Bionote

The poem Bionote, K.Srilata says, was written on a sort of impulse. “It was triggered by a comment I heard from a friend of mine – quite a culture-vulture himself – about another writer based in Bombay. My friend said that this writer was “so Bombay”, meaning so typically a Bombayite or a Mumbaikar. It got me thinking about how he or others might see me and so this poem got written. At the core of it, of course, lies my own love for the older version of this metro now called Chennai with all its malls – an older version which is thankfully still alive in certain pockets of the city – in Triplicane or Mylapore or Saidapet, for instance. This older Chennai that is not Chennai at all, but the Madras of my memories.

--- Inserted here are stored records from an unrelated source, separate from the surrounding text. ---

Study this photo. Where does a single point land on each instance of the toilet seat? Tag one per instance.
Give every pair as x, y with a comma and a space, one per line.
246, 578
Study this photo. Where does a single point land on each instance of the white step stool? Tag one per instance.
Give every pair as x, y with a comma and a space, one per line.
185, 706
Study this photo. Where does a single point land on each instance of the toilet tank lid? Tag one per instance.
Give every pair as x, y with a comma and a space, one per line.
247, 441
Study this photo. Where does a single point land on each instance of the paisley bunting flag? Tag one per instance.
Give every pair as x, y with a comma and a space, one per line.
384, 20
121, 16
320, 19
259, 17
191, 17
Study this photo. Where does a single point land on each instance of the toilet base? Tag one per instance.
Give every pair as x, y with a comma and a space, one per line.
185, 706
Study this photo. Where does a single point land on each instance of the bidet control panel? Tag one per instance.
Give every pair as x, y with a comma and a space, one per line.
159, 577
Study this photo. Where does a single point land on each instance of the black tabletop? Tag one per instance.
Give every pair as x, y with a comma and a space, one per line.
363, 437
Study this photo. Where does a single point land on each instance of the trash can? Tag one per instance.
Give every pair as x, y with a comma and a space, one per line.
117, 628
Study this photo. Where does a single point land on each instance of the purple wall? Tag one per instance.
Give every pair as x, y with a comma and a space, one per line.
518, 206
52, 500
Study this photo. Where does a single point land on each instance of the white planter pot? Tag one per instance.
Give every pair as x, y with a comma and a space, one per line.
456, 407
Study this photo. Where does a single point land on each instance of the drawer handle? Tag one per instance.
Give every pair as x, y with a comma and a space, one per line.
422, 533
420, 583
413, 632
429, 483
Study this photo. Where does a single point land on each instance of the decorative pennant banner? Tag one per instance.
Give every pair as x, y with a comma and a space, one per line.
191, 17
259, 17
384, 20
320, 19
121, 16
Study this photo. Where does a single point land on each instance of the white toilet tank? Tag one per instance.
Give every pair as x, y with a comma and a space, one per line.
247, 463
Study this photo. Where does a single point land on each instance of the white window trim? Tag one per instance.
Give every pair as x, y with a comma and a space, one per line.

An interview with writer-academic K.Srilata of IIT, Madras. Read it in the recent issue of Madras Musings. html. pdf.

BIONOTE

Very briefly then,
I am middle class
and very Madras.
Born and raised in
West Mambalam –
the other side of the railway tracks
where fabled mosquitoes turn people into
elephants.

Went to college in
Khushboo sarees stripped
right off the absurdly voluptuous mannequins at
Saravana stores T.Nagar Chennai 17.

To weddings I wore,
in deference to my mother,
silk kanjeevarams with temple borders.
Every other girl
was a designer-sequined shimmer.

I thought nothing of
throwing away
my dreaming hours on
MTC’s 47 A,
sitting beside women who ruined my
view,
leaning casually across to
spit or
chuck
through the grime of windows
spinach stems they didn’t fancy
in their evening Kuzambu,
hurling motherly advice at
young men who dared death by
swinging,
two-fingered,
from other women’s windows.

My idea of a holiday
was rolling down the hillsides
of Ooty,
dressed in white
like Sridevi.

Objects of love-hate:
the auto annas.

And of course it is coffee that defines
the limits of my imagination.
I never could think of it as
cappuccino or mocha or
anything other than
decoction coffee,
deep brown like my own Dravidian skin.

Lunch:
10.30 sharp: sambhar rasam curry

Tiffin:
5 sharp: idli dosa vada

My idea of arctic winter:
twenty-six degree centigrade.

And so on and so forth
as they don’t say in Tamil.

Never mind this new upstart Chennai.
Madras, my dear, here I come!
About me, rest assured,
there is
no Bombay, no Delhi, no London
and certainly no New York.
I am all yours,
Madras, my dear,
wrap and filling!


ARRIVING SHORTLY

When Amma came
to New York City,
she wore unfashionably cut
salwar kurtas,
mostly in beige,
so as to blend in,
her body
a puzzle that was missing a piece –
the many sarees
she had left behind:
that peacock blue
Kanjeevaram,
that nondescript nylon in which she had raised
and survived me,
the stiff chikan saree
that had once held her up at work.

When amma came to
New York City,
an Indian friend
who swore by black
and leather,
remarked in a stage whisper,

“This is New York, you know –
not Madras.
Does she realise?”

Ten years later,
transiting through L.A. airport
I find amma
all over again
in the uncles and aunties
who shuffle past the Air India counter
in their uneasily worn, unisex Bata sneakers,
suddenly brown in a white space,
louder than ever in their linguistic unease
as they look for quarters and payphones.
I catch the edge of Amma’s saree
sticking out
like a malnourished fox’s tail
from underneath
some other woman’s sweater
meant really for Madras’ gentle Decembers.